Embelezando o estádio?

A estudante de engenharia elétrica Larissa Brandão Botelho começou a acompanhar o time por influência do pai. "Ele sempre trabalhou muito e ficava pouco em casa. Aproveitava esses momentos para assistir futebol. Entendi que, se demonstrasse interesse naquilo, teríamos um assunto em comum e o pouco tempo que tínhamos juntos seria melhor."

Ela conta que, em uma ocasião, após criticar uma jogada em voz alta, um torcedor falou "cala a boca, você é mulher e não sabe o que está falando!". Em outra, estava no estádio com a mãe e o namorado na primeira fileira da arquibancada superior do Allianz Park, e um homem ficava gritando para ela se sentar. "O estádio inteiro estava de pé", se justifica.

Em certo momento, o mesmo torcedor xingou Larissa. E o bate-boca começou. Larissa relata que o desentendimento continuou até a mãe dela chamar a polícia. "Neste momento, saíram minha mãe, o cara e o meu namorado com a polícia. Eu fiquei lá, sozinha, e ouvi coisas absurdas. Falavam 'ele tinha que ter socado essa vagabunda, ela caia, morria e nunca mais vinha encher o saco'."

"Passei pela situação mais vergonhosa da minha vida de torcedora, mas isso não me impediu de continuar indo aos jogos", diz.

"Homens ainda acham que futebol é coisa de homem. Que as mulheres estão ali procurando homens", afirma a auxiliar administrativa Stefani Coutinho, fundadora do movimento Tricoloucas, que reúne torcedoras do Bahia. A paixão pelo time nasceu antes dela própria. A mãe ia ao estádio grávida e, até ter idade para ir desacompanhada, Stefani acompanhava os tios.

Criou o grupo porque queria encontrar companheiras de torcida. Ela conta que, mesmo juntas, ainda não conseguem sossego em várias situações. "Estávamos na arquibancada quando um cara falou 'quero assistir ao jogo no meio das mulheres bonitas que vêm embelezar o estádio'. Uma das meninas disse que não, e o cara não gostou da resposta. Começou a nos xingar e, de longe, mandava beijos e pegava nas partes íntimas", conta.

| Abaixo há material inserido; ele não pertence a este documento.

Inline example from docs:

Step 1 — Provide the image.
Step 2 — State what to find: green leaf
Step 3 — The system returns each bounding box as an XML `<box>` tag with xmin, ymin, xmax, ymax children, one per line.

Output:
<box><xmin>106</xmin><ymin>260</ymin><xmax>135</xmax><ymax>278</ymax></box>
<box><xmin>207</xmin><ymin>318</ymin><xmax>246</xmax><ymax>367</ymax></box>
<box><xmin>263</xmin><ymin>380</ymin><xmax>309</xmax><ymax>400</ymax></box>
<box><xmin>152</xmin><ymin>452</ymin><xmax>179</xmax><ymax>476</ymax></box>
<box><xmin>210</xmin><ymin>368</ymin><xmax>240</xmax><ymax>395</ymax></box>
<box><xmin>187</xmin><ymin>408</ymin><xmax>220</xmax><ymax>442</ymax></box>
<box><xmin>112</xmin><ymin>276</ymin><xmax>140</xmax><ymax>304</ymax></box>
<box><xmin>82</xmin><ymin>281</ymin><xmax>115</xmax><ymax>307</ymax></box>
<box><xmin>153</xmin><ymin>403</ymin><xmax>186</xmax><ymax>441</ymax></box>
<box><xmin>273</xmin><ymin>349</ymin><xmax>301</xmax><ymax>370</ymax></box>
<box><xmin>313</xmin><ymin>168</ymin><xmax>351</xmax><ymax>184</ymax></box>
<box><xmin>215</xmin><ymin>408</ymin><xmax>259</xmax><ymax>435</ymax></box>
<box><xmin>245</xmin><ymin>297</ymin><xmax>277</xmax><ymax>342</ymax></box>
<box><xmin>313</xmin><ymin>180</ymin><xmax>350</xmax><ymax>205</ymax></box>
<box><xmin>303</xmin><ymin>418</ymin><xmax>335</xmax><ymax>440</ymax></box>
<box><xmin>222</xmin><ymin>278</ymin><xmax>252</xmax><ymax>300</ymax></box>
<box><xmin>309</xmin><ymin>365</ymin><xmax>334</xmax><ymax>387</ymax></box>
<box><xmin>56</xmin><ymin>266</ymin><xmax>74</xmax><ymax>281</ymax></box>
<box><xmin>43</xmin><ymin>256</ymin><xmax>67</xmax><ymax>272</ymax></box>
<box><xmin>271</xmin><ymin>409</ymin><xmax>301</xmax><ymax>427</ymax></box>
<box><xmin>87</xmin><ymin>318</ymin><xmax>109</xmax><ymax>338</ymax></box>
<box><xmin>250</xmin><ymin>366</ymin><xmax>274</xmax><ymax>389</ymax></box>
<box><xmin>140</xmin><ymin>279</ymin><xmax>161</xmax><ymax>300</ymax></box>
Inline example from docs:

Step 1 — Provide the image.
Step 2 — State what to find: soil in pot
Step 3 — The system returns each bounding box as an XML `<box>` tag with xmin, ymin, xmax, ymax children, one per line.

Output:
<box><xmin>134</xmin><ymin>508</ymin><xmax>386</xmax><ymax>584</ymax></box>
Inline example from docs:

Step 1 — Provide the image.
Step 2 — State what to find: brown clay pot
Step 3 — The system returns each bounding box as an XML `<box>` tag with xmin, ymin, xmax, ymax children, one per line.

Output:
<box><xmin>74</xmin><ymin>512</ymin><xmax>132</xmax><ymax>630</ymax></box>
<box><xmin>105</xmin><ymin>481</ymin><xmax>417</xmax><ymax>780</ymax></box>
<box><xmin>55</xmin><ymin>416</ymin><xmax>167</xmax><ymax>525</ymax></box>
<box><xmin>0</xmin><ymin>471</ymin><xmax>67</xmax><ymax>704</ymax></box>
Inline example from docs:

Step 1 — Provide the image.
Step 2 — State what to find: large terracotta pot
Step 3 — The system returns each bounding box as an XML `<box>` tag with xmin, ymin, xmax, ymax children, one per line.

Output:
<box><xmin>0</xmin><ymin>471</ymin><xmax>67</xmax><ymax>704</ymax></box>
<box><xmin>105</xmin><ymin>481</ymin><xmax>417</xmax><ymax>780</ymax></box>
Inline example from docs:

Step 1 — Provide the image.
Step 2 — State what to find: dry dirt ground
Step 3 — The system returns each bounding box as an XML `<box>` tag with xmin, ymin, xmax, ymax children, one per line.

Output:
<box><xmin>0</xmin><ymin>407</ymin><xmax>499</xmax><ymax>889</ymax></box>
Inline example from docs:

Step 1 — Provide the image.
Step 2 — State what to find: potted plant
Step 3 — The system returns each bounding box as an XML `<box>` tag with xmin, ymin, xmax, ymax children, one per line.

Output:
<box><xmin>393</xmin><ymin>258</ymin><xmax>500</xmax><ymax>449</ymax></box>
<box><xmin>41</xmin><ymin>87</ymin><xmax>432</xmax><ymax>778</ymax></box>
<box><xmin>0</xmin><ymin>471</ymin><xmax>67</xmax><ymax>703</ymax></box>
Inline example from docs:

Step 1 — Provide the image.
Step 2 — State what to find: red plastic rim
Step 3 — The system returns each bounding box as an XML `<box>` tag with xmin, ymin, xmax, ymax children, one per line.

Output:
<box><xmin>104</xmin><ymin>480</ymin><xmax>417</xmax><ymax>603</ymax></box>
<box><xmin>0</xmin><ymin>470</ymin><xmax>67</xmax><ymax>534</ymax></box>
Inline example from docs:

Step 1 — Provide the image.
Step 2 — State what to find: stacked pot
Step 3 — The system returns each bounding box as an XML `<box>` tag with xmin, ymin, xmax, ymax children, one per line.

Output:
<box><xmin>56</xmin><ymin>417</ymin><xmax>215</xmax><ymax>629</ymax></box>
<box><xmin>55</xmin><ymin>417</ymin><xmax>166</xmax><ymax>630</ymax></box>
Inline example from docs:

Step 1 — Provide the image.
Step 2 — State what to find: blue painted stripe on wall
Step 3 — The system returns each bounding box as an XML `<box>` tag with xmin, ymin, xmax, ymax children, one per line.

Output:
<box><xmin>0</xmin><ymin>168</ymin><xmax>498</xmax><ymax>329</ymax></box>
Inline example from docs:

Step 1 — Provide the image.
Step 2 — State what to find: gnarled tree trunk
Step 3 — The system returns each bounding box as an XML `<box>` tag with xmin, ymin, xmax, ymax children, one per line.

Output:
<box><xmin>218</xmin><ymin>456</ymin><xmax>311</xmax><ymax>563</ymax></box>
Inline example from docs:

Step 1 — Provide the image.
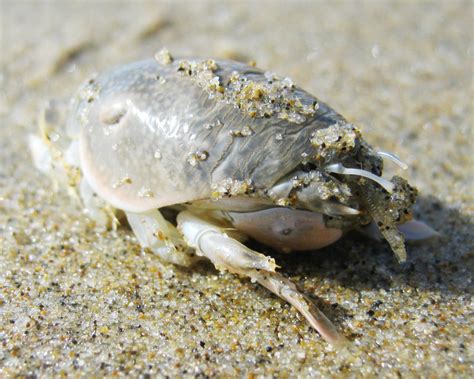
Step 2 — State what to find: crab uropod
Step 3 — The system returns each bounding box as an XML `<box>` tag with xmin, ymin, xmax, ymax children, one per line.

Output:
<box><xmin>30</xmin><ymin>49</ymin><xmax>437</xmax><ymax>346</ymax></box>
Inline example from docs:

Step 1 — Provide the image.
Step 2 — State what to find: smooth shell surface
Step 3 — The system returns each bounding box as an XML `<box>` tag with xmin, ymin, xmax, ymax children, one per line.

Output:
<box><xmin>228</xmin><ymin>207</ymin><xmax>343</xmax><ymax>252</ymax></box>
<box><xmin>76</xmin><ymin>59</ymin><xmax>344</xmax><ymax>212</ymax></box>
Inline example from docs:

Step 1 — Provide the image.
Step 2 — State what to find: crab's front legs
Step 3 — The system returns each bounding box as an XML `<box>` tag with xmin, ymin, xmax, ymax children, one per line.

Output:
<box><xmin>177</xmin><ymin>210</ymin><xmax>348</xmax><ymax>347</ymax></box>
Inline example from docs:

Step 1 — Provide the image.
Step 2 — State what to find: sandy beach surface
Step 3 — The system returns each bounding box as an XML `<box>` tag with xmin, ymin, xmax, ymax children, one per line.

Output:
<box><xmin>1</xmin><ymin>1</ymin><xmax>473</xmax><ymax>377</ymax></box>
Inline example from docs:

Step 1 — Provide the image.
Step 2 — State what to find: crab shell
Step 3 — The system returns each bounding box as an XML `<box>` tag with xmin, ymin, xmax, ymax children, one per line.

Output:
<box><xmin>74</xmin><ymin>58</ymin><xmax>349</xmax><ymax>215</ymax></box>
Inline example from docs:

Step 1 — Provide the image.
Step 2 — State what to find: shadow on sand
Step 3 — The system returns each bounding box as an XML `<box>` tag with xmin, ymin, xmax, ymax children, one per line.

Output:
<box><xmin>271</xmin><ymin>194</ymin><xmax>473</xmax><ymax>295</ymax></box>
<box><xmin>235</xmin><ymin>194</ymin><xmax>472</xmax><ymax>325</ymax></box>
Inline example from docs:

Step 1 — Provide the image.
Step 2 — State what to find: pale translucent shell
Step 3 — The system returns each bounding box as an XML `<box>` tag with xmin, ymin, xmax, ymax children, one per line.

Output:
<box><xmin>76</xmin><ymin>59</ymin><xmax>343</xmax><ymax>212</ymax></box>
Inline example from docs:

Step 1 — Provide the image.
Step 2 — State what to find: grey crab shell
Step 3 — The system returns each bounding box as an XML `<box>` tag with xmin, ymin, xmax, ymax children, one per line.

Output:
<box><xmin>74</xmin><ymin>58</ymin><xmax>347</xmax><ymax>213</ymax></box>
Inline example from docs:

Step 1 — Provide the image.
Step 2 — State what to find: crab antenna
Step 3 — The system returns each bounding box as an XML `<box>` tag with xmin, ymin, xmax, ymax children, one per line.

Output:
<box><xmin>377</xmin><ymin>151</ymin><xmax>408</xmax><ymax>170</ymax></box>
<box><xmin>325</xmin><ymin>163</ymin><xmax>395</xmax><ymax>193</ymax></box>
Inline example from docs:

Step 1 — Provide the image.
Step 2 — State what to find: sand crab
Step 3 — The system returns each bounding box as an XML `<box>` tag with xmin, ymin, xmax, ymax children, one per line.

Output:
<box><xmin>29</xmin><ymin>49</ymin><xmax>436</xmax><ymax>347</ymax></box>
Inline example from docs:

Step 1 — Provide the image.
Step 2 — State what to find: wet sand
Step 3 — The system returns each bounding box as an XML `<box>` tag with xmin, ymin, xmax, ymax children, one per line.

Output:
<box><xmin>1</xmin><ymin>1</ymin><xmax>473</xmax><ymax>377</ymax></box>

Buscando diminuir esses acontecimentos, o time do Bahia criou a campanha #medeixetorcer, que pede respeito às mulheres que frequentam estádios de futebol. Stefani conta que o clube escutou as integrantes do Tricoloucas para ajudar no conteúdo. Um sinal de que, mesmo a passos lentos, as torcedoras agora conquistam uma voz num ambiente tradicionalmente masculino.